Riley also worked with Jason Wu, a master calligrapher in Southern California, on ideas about Chinese-language characters. “We tried to come up with words relevant to the movie, such as honor, strength, courage, vision, loyalty,” said Riley. “The first idea is that each character in the movie might land on a word that related to them. In the end, we used the characters that said ‘Kung Fu Panda’ before you move into discovering all the characters. We decided to bring the other characters back in the end scroll, and we tied them to match various images.”
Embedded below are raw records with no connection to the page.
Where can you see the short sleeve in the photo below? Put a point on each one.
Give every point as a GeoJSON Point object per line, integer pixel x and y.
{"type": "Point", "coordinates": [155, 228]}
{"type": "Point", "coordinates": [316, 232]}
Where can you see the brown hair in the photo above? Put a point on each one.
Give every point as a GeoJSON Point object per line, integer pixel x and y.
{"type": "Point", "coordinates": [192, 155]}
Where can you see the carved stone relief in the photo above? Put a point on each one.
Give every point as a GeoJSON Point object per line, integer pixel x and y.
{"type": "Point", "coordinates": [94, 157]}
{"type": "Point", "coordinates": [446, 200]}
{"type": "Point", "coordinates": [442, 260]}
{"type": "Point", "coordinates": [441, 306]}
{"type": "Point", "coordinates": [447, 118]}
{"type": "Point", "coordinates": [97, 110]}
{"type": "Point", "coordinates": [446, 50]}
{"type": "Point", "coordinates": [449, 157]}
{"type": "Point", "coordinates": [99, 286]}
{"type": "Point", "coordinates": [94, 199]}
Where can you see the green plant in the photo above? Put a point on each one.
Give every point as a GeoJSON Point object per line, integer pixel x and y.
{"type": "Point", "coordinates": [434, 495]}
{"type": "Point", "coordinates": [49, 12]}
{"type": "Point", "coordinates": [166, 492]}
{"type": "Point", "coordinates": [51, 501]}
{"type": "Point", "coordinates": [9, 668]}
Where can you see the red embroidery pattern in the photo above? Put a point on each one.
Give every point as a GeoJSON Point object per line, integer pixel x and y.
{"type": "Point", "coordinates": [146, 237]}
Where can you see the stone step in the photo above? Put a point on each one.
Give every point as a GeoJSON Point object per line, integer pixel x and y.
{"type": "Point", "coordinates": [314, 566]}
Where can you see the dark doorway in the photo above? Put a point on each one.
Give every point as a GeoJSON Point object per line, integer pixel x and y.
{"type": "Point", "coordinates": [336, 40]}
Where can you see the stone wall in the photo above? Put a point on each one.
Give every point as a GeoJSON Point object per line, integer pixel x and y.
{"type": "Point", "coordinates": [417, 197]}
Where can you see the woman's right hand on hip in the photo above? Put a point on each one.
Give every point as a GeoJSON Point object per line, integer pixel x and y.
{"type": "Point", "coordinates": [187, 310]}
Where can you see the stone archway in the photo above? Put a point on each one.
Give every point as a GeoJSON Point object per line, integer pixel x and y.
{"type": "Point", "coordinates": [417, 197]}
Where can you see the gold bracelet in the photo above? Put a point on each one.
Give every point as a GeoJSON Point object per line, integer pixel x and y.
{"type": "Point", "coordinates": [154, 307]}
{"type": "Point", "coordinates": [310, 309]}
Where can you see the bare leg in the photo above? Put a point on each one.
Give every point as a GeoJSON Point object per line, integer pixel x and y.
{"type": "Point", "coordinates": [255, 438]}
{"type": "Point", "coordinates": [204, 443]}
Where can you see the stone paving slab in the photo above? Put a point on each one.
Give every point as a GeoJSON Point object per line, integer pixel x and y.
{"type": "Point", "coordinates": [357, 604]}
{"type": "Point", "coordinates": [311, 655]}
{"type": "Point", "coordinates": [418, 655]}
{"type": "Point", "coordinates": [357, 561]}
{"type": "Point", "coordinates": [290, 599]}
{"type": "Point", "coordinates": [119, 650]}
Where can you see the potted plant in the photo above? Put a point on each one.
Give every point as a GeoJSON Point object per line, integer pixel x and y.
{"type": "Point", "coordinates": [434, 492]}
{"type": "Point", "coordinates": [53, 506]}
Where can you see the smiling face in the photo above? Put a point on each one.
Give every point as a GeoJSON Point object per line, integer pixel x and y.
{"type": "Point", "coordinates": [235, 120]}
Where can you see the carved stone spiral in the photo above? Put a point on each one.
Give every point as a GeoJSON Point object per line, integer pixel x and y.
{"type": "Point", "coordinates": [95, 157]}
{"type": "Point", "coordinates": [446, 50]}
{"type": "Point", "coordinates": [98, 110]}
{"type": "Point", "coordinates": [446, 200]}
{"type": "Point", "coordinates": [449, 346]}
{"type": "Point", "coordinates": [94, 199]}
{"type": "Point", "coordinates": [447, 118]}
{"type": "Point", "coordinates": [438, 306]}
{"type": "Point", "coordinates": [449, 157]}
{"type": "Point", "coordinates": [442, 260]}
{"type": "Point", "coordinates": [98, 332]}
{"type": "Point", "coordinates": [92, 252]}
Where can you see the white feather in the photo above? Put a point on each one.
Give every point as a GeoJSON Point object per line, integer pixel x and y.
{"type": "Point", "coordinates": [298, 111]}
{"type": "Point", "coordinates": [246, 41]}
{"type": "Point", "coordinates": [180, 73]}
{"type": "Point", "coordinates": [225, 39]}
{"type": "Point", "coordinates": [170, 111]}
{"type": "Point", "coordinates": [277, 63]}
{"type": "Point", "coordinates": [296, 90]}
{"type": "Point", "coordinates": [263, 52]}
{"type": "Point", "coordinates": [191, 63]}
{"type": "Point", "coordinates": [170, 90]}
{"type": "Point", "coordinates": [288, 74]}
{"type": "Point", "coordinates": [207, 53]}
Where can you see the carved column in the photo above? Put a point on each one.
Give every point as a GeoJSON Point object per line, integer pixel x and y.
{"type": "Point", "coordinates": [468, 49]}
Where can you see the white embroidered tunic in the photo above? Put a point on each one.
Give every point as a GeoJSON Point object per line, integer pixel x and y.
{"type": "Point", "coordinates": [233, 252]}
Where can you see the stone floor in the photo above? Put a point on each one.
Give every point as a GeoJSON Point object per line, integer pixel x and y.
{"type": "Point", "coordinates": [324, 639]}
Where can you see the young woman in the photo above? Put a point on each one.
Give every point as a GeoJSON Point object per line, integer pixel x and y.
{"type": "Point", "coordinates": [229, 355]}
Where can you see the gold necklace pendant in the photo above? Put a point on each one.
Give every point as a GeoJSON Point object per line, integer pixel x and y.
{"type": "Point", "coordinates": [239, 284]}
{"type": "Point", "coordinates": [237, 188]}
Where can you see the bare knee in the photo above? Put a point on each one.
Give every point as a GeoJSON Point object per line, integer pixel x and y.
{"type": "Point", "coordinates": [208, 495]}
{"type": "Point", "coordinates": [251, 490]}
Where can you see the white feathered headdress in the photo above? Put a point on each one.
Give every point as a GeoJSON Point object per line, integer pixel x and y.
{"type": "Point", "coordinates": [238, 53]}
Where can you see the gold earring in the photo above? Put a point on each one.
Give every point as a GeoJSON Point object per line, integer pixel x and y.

Shine’s creative team suggested the idea of a Chinese translation for all of the credits. “We used a red ‘chop’ or stamp for each of the characters and the directed by/produced by production crew credits,” said Riley. Shine originally used an Internet translation program, without much success. Instead, DreamWorks found someone on staff that was fluent in Mandarin. “We had to be careful the translations were exactly right,” said Riley. “When this film goes international, people will see it as a movie with a lot of heart that was true to kung fu movies.” The Shine team took the Chinese characters into Adobe Illustrator to smudge them to look like real ink stamps.

After Effects was also the primary camera tool. “All the 3D camera moves were done in After Effects,” said Riley. The animators used Cambridge Animation Systems’ Animo, and then imported the animation sequences into After Effects as TIFFs. “At first, the illustrations were QuickTime movies we placed into 3D camera space, and once they were in color, they were TIFF sequences,” explained Riley. “They had perfect mattes cut, so we were able to move them around in 3D space.”

“We wanted to use After Effects because we could see there was a ton of elements, and it would be a much less interactive process in other software,” he continued. “The initial brief from the directors was that they wanted this to be a 2D sequence. If we were to start in 2D and become 3D, After Effects was the perfect tool for that. We could easily swap elements in and out and move cameras around.”

Riley now says he looks back on the experience of creating the sequence “with a lot of fondness.” “This was one of the nicest clients I’ve worked with,” he said. “It’s always great when the process is so much fun. It was a top-down vision and we did our best to follow that.”